This paper makes the argument that China, although officially atheistic, and having had a very secular culture for a long time, ironically has many indigenous religious resources that it can enlist and mobilize to promote stronger people-to-people exchanges with many Belt and Road countries. While China is atheistic or secular, the people in many countries along the Belt and Road remain strongly religious, or at least more spiritual or religious compared to the average Chinese person. To enhance people-to-people exchange the spiritual dimension should not be overlooked.
This paper will examine in particular Buddhism and Islam, and how these two religions are very much part of the Chinese heritage and how and why China should not overlook them in the conduct of public diplomacy towards the Belt and Road countries.

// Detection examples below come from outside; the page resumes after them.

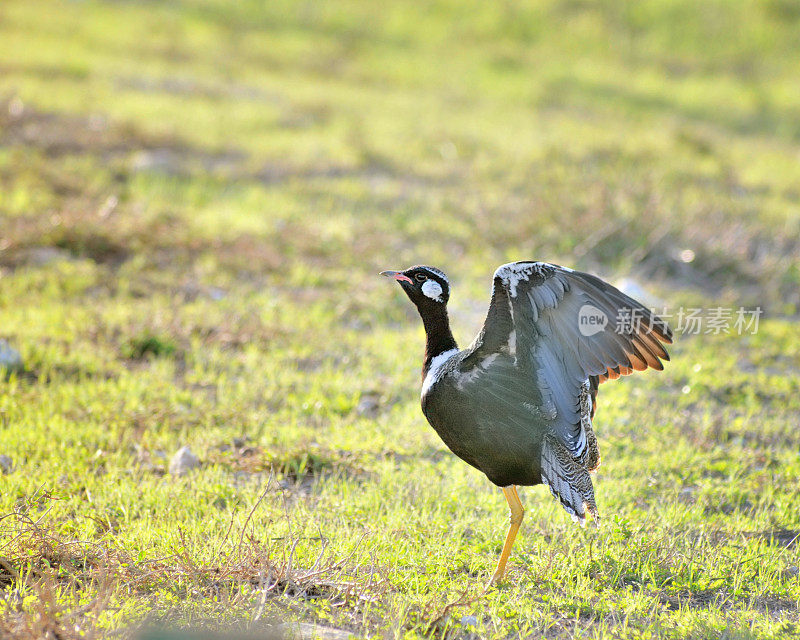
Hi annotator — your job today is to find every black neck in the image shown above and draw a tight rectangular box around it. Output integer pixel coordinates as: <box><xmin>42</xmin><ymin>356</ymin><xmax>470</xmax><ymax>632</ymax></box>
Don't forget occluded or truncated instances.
<box><xmin>419</xmin><ymin>305</ymin><xmax>458</xmax><ymax>377</ymax></box>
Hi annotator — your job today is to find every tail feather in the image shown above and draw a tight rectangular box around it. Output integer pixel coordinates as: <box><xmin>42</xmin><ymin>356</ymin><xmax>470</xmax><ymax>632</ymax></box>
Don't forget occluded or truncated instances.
<box><xmin>542</xmin><ymin>434</ymin><xmax>600</xmax><ymax>525</ymax></box>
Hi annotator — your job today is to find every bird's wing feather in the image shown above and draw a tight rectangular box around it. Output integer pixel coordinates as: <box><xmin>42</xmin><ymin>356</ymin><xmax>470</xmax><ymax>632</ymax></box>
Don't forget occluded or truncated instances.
<box><xmin>459</xmin><ymin>262</ymin><xmax>672</xmax><ymax>457</ymax></box>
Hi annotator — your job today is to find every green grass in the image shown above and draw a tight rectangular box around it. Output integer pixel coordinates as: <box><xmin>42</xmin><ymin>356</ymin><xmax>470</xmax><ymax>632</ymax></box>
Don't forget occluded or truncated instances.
<box><xmin>0</xmin><ymin>0</ymin><xmax>800</xmax><ymax>638</ymax></box>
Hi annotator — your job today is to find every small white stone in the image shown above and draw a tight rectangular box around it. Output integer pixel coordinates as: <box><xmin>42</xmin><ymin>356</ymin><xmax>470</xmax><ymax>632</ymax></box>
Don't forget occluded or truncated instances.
<box><xmin>0</xmin><ymin>454</ymin><xmax>14</xmax><ymax>474</ymax></box>
<box><xmin>169</xmin><ymin>445</ymin><xmax>200</xmax><ymax>476</ymax></box>
<box><xmin>0</xmin><ymin>340</ymin><xmax>22</xmax><ymax>370</ymax></box>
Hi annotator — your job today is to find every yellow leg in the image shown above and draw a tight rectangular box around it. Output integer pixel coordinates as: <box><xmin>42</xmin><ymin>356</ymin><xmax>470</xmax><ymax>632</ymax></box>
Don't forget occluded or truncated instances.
<box><xmin>488</xmin><ymin>484</ymin><xmax>525</xmax><ymax>586</ymax></box>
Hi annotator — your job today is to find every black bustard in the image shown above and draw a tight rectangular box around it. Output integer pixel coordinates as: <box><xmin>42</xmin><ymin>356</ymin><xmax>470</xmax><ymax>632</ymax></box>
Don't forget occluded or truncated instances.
<box><xmin>381</xmin><ymin>262</ymin><xmax>672</xmax><ymax>584</ymax></box>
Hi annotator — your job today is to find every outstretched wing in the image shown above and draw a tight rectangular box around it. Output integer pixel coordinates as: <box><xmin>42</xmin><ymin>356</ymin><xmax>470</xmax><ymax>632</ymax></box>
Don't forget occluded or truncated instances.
<box><xmin>459</xmin><ymin>262</ymin><xmax>672</xmax><ymax>458</ymax></box>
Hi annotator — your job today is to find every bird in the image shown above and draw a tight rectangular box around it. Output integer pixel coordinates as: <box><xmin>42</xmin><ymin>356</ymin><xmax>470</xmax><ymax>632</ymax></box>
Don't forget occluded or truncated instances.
<box><xmin>381</xmin><ymin>261</ymin><xmax>673</xmax><ymax>588</ymax></box>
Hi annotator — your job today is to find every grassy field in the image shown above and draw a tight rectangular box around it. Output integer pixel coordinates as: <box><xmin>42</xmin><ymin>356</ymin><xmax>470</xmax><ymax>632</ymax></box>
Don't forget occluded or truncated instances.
<box><xmin>0</xmin><ymin>0</ymin><xmax>800</xmax><ymax>639</ymax></box>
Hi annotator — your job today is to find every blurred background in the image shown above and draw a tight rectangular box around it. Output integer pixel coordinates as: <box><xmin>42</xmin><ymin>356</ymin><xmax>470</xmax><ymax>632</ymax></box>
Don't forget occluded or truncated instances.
<box><xmin>0</xmin><ymin>0</ymin><xmax>800</xmax><ymax>314</ymax></box>
<box><xmin>0</xmin><ymin>0</ymin><xmax>800</xmax><ymax>638</ymax></box>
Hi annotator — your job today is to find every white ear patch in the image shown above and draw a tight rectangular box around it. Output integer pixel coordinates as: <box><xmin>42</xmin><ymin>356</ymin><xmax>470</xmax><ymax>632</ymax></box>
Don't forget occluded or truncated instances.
<box><xmin>422</xmin><ymin>280</ymin><xmax>442</xmax><ymax>302</ymax></box>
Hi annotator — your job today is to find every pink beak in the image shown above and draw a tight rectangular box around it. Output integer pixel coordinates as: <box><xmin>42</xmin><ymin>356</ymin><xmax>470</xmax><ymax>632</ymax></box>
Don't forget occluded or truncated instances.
<box><xmin>381</xmin><ymin>271</ymin><xmax>413</xmax><ymax>284</ymax></box>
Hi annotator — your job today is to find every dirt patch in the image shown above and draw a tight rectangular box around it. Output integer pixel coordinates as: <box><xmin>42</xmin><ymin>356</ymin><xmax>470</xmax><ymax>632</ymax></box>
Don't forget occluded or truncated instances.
<box><xmin>0</xmin><ymin>97</ymin><xmax>246</xmax><ymax>173</ymax></box>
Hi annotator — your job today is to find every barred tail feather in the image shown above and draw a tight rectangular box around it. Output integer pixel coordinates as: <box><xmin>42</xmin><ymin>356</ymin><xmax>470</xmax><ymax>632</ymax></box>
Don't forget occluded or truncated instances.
<box><xmin>542</xmin><ymin>435</ymin><xmax>600</xmax><ymax>525</ymax></box>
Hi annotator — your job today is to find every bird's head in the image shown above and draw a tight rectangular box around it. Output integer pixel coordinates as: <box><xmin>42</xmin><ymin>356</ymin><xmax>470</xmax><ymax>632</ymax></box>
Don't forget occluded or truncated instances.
<box><xmin>381</xmin><ymin>266</ymin><xmax>450</xmax><ymax>311</ymax></box>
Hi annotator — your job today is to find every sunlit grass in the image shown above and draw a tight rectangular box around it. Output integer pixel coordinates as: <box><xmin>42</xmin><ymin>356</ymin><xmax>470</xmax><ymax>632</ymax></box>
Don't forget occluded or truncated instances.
<box><xmin>0</xmin><ymin>0</ymin><xmax>800</xmax><ymax>638</ymax></box>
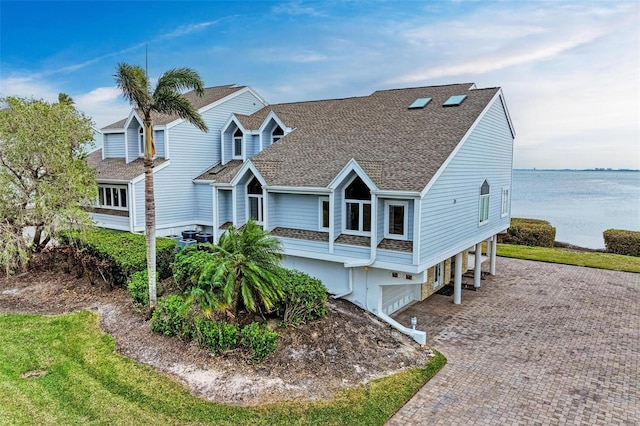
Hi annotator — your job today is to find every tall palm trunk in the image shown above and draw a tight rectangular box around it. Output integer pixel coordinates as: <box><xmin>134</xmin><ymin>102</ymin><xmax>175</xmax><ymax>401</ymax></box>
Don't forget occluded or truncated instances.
<box><xmin>144</xmin><ymin>119</ymin><xmax>158</xmax><ymax>309</ymax></box>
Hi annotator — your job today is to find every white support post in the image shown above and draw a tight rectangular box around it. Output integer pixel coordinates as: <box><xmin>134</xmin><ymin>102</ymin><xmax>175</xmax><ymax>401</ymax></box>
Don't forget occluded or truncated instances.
<box><xmin>473</xmin><ymin>242</ymin><xmax>482</xmax><ymax>288</ymax></box>
<box><xmin>453</xmin><ymin>252</ymin><xmax>462</xmax><ymax>305</ymax></box>
<box><xmin>489</xmin><ymin>235</ymin><xmax>498</xmax><ymax>275</ymax></box>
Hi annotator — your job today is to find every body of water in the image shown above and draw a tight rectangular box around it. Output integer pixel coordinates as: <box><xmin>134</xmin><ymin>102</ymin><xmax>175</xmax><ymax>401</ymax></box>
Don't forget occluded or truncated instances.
<box><xmin>511</xmin><ymin>170</ymin><xmax>640</xmax><ymax>248</ymax></box>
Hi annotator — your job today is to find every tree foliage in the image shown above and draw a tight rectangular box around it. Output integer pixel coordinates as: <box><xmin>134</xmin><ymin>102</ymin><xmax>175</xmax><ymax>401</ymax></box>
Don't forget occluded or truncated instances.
<box><xmin>0</xmin><ymin>96</ymin><xmax>97</xmax><ymax>273</ymax></box>
<box><xmin>191</xmin><ymin>220</ymin><xmax>284</xmax><ymax>317</ymax></box>
<box><xmin>114</xmin><ymin>63</ymin><xmax>208</xmax><ymax>307</ymax></box>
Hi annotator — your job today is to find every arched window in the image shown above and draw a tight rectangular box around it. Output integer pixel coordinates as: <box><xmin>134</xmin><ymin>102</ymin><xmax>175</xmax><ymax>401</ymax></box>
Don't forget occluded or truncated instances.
<box><xmin>479</xmin><ymin>180</ymin><xmax>490</xmax><ymax>225</ymax></box>
<box><xmin>271</xmin><ymin>126</ymin><xmax>284</xmax><ymax>143</ymax></box>
<box><xmin>247</xmin><ymin>177</ymin><xmax>264</xmax><ymax>224</ymax></box>
<box><xmin>233</xmin><ymin>127</ymin><xmax>242</xmax><ymax>158</ymax></box>
<box><xmin>344</xmin><ymin>177</ymin><xmax>371</xmax><ymax>235</ymax></box>
<box><xmin>138</xmin><ymin>127</ymin><xmax>144</xmax><ymax>155</ymax></box>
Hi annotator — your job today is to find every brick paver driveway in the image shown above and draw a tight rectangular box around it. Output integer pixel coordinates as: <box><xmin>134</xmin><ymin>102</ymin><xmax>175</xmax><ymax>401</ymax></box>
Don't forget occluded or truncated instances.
<box><xmin>389</xmin><ymin>258</ymin><xmax>640</xmax><ymax>425</ymax></box>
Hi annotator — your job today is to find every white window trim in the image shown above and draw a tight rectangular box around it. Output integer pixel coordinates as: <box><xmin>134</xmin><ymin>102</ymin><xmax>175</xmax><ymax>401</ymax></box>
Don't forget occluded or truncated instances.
<box><xmin>96</xmin><ymin>184</ymin><xmax>130</xmax><ymax>212</ymax></box>
<box><xmin>342</xmin><ymin>198</ymin><xmax>373</xmax><ymax>237</ymax></box>
<box><xmin>384</xmin><ymin>200</ymin><xmax>409</xmax><ymax>240</ymax></box>
<box><xmin>478</xmin><ymin>193</ymin><xmax>491</xmax><ymax>225</ymax></box>
<box><xmin>500</xmin><ymin>186</ymin><xmax>511</xmax><ymax>217</ymax></box>
<box><xmin>318</xmin><ymin>197</ymin><xmax>331</xmax><ymax>231</ymax></box>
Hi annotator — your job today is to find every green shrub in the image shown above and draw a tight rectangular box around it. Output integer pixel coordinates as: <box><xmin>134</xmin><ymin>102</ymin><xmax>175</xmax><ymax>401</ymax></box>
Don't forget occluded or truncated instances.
<box><xmin>151</xmin><ymin>294</ymin><xmax>193</xmax><ymax>338</ymax></box>
<box><xmin>500</xmin><ymin>218</ymin><xmax>556</xmax><ymax>247</ymax></box>
<box><xmin>240</xmin><ymin>322</ymin><xmax>278</xmax><ymax>362</ymax></box>
<box><xmin>173</xmin><ymin>245</ymin><xmax>214</xmax><ymax>291</ymax></box>
<box><xmin>602</xmin><ymin>229</ymin><xmax>640</xmax><ymax>257</ymax></box>
<box><xmin>60</xmin><ymin>227</ymin><xmax>176</xmax><ymax>286</ymax></box>
<box><xmin>276</xmin><ymin>270</ymin><xmax>328</xmax><ymax>325</ymax></box>
<box><xmin>127</xmin><ymin>269</ymin><xmax>149</xmax><ymax>306</ymax></box>
<box><xmin>192</xmin><ymin>316</ymin><xmax>239</xmax><ymax>353</ymax></box>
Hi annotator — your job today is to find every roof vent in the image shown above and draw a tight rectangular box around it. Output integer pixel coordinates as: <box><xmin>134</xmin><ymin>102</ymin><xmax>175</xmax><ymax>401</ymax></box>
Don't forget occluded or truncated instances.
<box><xmin>442</xmin><ymin>95</ymin><xmax>467</xmax><ymax>106</ymax></box>
<box><xmin>409</xmin><ymin>98</ymin><xmax>431</xmax><ymax>109</ymax></box>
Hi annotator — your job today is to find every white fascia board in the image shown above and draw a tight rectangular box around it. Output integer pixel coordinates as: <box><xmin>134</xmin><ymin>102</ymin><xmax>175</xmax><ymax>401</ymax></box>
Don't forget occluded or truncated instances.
<box><xmin>371</xmin><ymin>190</ymin><xmax>420</xmax><ymax>199</ymax></box>
<box><xmin>230</xmin><ymin>160</ymin><xmax>267</xmax><ymax>188</ymax></box>
<box><xmin>131</xmin><ymin>160</ymin><xmax>171</xmax><ymax>183</ymax></box>
<box><xmin>328</xmin><ymin>158</ymin><xmax>378</xmax><ymax>192</ymax></box>
<box><xmin>258</xmin><ymin>111</ymin><xmax>290</xmax><ymax>133</ymax></box>
<box><xmin>420</xmin><ymin>90</ymin><xmax>510</xmax><ymax>197</ymax></box>
<box><xmin>264</xmin><ymin>186</ymin><xmax>331</xmax><ymax>195</ymax></box>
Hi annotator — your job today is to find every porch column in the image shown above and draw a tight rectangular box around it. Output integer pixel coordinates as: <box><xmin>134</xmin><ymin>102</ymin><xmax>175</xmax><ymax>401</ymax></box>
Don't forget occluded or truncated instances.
<box><xmin>453</xmin><ymin>252</ymin><xmax>462</xmax><ymax>305</ymax></box>
<box><xmin>489</xmin><ymin>234</ymin><xmax>498</xmax><ymax>275</ymax></box>
<box><xmin>473</xmin><ymin>241</ymin><xmax>482</xmax><ymax>288</ymax></box>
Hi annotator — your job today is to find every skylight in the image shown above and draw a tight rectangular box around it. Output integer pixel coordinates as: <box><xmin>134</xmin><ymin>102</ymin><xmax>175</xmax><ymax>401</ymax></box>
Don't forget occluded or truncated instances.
<box><xmin>442</xmin><ymin>95</ymin><xmax>467</xmax><ymax>106</ymax></box>
<box><xmin>409</xmin><ymin>98</ymin><xmax>431</xmax><ymax>109</ymax></box>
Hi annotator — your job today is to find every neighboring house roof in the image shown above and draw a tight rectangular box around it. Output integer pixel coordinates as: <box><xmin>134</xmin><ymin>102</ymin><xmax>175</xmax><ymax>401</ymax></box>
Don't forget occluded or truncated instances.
<box><xmin>240</xmin><ymin>83</ymin><xmax>500</xmax><ymax>191</ymax></box>
<box><xmin>87</xmin><ymin>149</ymin><xmax>166</xmax><ymax>182</ymax></box>
<box><xmin>102</xmin><ymin>84</ymin><xmax>246</xmax><ymax>130</ymax></box>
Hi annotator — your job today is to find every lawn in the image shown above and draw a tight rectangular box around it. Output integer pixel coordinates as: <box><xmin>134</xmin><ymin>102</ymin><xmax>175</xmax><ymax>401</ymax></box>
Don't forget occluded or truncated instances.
<box><xmin>496</xmin><ymin>244</ymin><xmax>640</xmax><ymax>273</ymax></box>
<box><xmin>0</xmin><ymin>311</ymin><xmax>446</xmax><ymax>425</ymax></box>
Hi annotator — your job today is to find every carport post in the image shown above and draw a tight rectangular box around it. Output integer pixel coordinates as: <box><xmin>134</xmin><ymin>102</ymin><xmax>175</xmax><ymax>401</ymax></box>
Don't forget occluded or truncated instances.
<box><xmin>473</xmin><ymin>241</ymin><xmax>482</xmax><ymax>288</ymax></box>
<box><xmin>453</xmin><ymin>252</ymin><xmax>462</xmax><ymax>305</ymax></box>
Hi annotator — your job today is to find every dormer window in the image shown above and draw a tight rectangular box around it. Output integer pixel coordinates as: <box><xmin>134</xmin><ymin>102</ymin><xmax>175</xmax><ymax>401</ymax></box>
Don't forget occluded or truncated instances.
<box><xmin>344</xmin><ymin>177</ymin><xmax>371</xmax><ymax>235</ymax></box>
<box><xmin>138</xmin><ymin>127</ymin><xmax>144</xmax><ymax>156</ymax></box>
<box><xmin>271</xmin><ymin>126</ymin><xmax>284</xmax><ymax>143</ymax></box>
<box><xmin>247</xmin><ymin>177</ymin><xmax>264</xmax><ymax>224</ymax></box>
<box><xmin>233</xmin><ymin>128</ymin><xmax>242</xmax><ymax>159</ymax></box>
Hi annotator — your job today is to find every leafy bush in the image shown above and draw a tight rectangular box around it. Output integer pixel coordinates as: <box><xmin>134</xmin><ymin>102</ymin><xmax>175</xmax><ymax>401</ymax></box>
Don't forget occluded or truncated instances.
<box><xmin>240</xmin><ymin>322</ymin><xmax>278</xmax><ymax>362</ymax></box>
<box><xmin>127</xmin><ymin>269</ymin><xmax>149</xmax><ymax>306</ymax></box>
<box><xmin>602</xmin><ymin>229</ymin><xmax>640</xmax><ymax>257</ymax></box>
<box><xmin>276</xmin><ymin>270</ymin><xmax>328</xmax><ymax>325</ymax></box>
<box><xmin>173</xmin><ymin>245</ymin><xmax>215</xmax><ymax>291</ymax></box>
<box><xmin>500</xmin><ymin>218</ymin><xmax>556</xmax><ymax>247</ymax></box>
<box><xmin>151</xmin><ymin>294</ymin><xmax>193</xmax><ymax>338</ymax></box>
<box><xmin>192</xmin><ymin>316</ymin><xmax>239</xmax><ymax>353</ymax></box>
<box><xmin>60</xmin><ymin>227</ymin><xmax>176</xmax><ymax>286</ymax></box>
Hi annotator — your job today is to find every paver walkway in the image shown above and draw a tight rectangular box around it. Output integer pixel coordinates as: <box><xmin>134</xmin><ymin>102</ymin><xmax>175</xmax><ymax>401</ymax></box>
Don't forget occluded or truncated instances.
<box><xmin>388</xmin><ymin>258</ymin><xmax>640</xmax><ymax>425</ymax></box>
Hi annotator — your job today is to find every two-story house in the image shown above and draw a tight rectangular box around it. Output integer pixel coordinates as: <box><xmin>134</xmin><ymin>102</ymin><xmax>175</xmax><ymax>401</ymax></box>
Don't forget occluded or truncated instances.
<box><xmin>92</xmin><ymin>83</ymin><xmax>514</xmax><ymax>343</ymax></box>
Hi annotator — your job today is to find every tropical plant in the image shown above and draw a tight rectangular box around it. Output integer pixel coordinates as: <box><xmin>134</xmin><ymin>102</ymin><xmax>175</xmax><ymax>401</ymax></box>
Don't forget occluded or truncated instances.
<box><xmin>191</xmin><ymin>220</ymin><xmax>284</xmax><ymax>318</ymax></box>
<box><xmin>114</xmin><ymin>63</ymin><xmax>208</xmax><ymax>308</ymax></box>
<box><xmin>0</xmin><ymin>96</ymin><xmax>97</xmax><ymax>273</ymax></box>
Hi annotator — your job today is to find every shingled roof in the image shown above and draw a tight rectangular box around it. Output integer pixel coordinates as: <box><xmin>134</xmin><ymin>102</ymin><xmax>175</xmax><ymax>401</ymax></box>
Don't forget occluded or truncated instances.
<box><xmin>238</xmin><ymin>83</ymin><xmax>500</xmax><ymax>191</ymax></box>
<box><xmin>102</xmin><ymin>84</ymin><xmax>246</xmax><ymax>130</ymax></box>
<box><xmin>87</xmin><ymin>149</ymin><xmax>166</xmax><ymax>182</ymax></box>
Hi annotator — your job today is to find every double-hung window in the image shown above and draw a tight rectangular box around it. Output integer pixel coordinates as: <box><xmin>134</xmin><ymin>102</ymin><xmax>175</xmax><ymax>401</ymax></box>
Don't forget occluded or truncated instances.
<box><xmin>478</xmin><ymin>180</ymin><xmax>490</xmax><ymax>225</ymax></box>
<box><xmin>500</xmin><ymin>187</ymin><xmax>511</xmax><ymax>217</ymax></box>
<box><xmin>344</xmin><ymin>177</ymin><xmax>371</xmax><ymax>235</ymax></box>
<box><xmin>318</xmin><ymin>197</ymin><xmax>329</xmax><ymax>231</ymax></box>
<box><xmin>98</xmin><ymin>185</ymin><xmax>127</xmax><ymax>210</ymax></box>
<box><xmin>384</xmin><ymin>200</ymin><xmax>409</xmax><ymax>240</ymax></box>
<box><xmin>247</xmin><ymin>177</ymin><xmax>264</xmax><ymax>224</ymax></box>
<box><xmin>233</xmin><ymin>128</ymin><xmax>242</xmax><ymax>159</ymax></box>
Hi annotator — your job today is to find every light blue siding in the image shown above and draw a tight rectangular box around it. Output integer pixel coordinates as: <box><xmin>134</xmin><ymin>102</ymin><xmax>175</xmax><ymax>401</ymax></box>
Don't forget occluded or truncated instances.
<box><xmin>153</xmin><ymin>130</ymin><xmax>166</xmax><ymax>158</ymax></box>
<box><xmin>218</xmin><ymin>190</ymin><xmax>233</xmax><ymax>226</ymax></box>
<box><xmin>195</xmin><ymin>185</ymin><xmax>213</xmax><ymax>225</ymax></box>
<box><xmin>420</xmin><ymin>98</ymin><xmax>513</xmax><ymax>263</ymax></box>
<box><xmin>269</xmin><ymin>194</ymin><xmax>320</xmax><ymax>231</ymax></box>
<box><xmin>154</xmin><ymin>92</ymin><xmax>262</xmax><ymax>227</ymax></box>
<box><xmin>104</xmin><ymin>133</ymin><xmax>125</xmax><ymax>158</ymax></box>
<box><xmin>127</xmin><ymin>120</ymin><xmax>140</xmax><ymax>162</ymax></box>
<box><xmin>90</xmin><ymin>213</ymin><xmax>129</xmax><ymax>231</ymax></box>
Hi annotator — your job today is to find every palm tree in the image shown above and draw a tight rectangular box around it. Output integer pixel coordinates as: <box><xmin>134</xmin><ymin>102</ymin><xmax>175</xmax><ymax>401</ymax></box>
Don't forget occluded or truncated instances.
<box><xmin>191</xmin><ymin>220</ymin><xmax>284</xmax><ymax>318</ymax></box>
<box><xmin>114</xmin><ymin>63</ymin><xmax>208</xmax><ymax>308</ymax></box>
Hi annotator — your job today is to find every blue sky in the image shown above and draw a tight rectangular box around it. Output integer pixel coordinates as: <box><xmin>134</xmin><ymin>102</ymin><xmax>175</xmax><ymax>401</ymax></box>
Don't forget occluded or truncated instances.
<box><xmin>0</xmin><ymin>0</ymin><xmax>640</xmax><ymax>169</ymax></box>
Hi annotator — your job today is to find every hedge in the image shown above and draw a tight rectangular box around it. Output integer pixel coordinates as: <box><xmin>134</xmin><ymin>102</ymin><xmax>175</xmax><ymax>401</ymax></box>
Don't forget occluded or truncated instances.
<box><xmin>60</xmin><ymin>227</ymin><xmax>176</xmax><ymax>287</ymax></box>
<box><xmin>602</xmin><ymin>229</ymin><xmax>640</xmax><ymax>257</ymax></box>
<box><xmin>500</xmin><ymin>218</ymin><xmax>556</xmax><ymax>247</ymax></box>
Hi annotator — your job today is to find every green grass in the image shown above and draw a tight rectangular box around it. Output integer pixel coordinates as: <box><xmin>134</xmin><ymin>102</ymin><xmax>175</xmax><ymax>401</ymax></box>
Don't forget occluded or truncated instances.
<box><xmin>0</xmin><ymin>311</ymin><xmax>446</xmax><ymax>425</ymax></box>
<box><xmin>496</xmin><ymin>244</ymin><xmax>640</xmax><ymax>273</ymax></box>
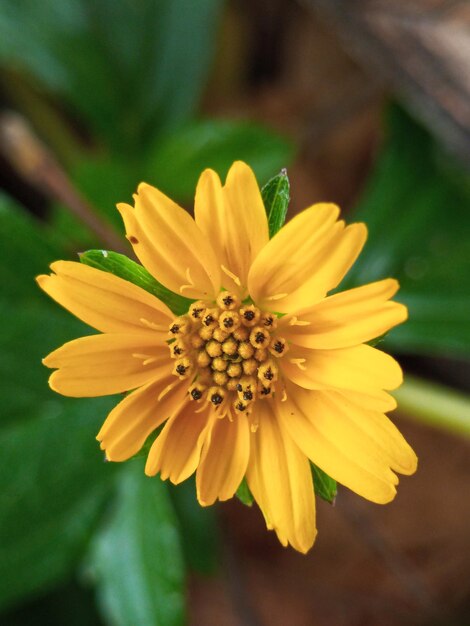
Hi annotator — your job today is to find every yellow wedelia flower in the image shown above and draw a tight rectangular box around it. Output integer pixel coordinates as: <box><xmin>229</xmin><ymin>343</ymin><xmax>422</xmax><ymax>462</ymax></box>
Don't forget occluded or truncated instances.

It will review some of the past examples in light of the current push for people-to-people exchanges, and make some recommendations.
Bio-sketch:
Dr. Ngeow Chow Bing is Deputy Director of the Institute of China Studies at the University of Malaya. He received his PhD in Public and International Affairs from Northeastern University (Boston, USA). His scholarly articles on China have appeared in journals such as China Review, Ethnic and Racial Studies, Journal of Contemporary China, Contemporary Southeast Asia, East Asia: An International Quarterly, China: An International Journal, Problems of Post-Communism, Issues and Studies, and International Journal of China Studies. He has recently published two coedited books: Zhenghe Forum: Connecting China with the Muslim World (coedited with Dr. Haiyun Ma of Frostburg State University and Dr. Chai Shaojin of the Ministry of Culture, UAE, published by the Institute of China Studies, University of Malaya) and Southeast Asia and China: Exercises in Mutual Socialization (coedited with Professor Lowell Dittmer of the University of California-Berkeley, published by World Scientific Press).
Dr. Ngeow’s research interests include China’s political reforms, organization and management of the Chinese Communist Party, China’s minorities, and China-Southeast Asia relations.